Building on research published in January, IHS Markit Chief Economist Nariman Behravesh, writing in a op-ed piece published May 13 by The Hill, shares his view that 5G “will be a technology platform for innovation in virtually every industrial sector, from automotive to healthcare. As a result, this new technology, successfully implemented, will have a profound impact on the U.S. and global economy and will be a catalyst for innovation of goods, services and business models that evolve and emerge over the next two decades.”
In the original research, IHS Markit analysts grouped 5G with what they termed “general purpose technologies” like the printing press, electricity, the internet and the steam engine. Based on 21 key 5G use cases, the report shares several key economic findings:
- In 2035, 5G will contribute to $12.3 trillion in “global economic output.”
- In the same timeframe, the next generation of cellular will support 22 million jobs and create $3.5 trillion in output.
- The entire 5G “value chain” will invest an annual average of $200 billion.
In his analysis, Behravesh focuses on the ability of emerging ultra high capacity and ultra low latency networks to drive “productivity gains gains in the utilization of…capital and labor,” but also boils down the impact to how quality of life for people around the world changes as a function of, for instance, advances in health care and urban living.
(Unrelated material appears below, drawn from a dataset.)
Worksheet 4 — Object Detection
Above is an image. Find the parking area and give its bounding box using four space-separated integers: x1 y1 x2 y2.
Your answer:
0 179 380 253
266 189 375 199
“Here in the U.S.,” Behravesh writes, “5G enabled advances in tele-health will help to deliver more innovative and effective care to underserved rural populations, help to meet the increasingly complex healthcare needs of our veterans, and catalyze new efficiencies that can drive healthcare costs down in the future. Internationally, where rapid urbanization in megacities around the world presents significant economic and social challenges, 5G holds the promise of more effective, efficient, and greener deployment of critically needed power, public safety, and transportation infrastructure.”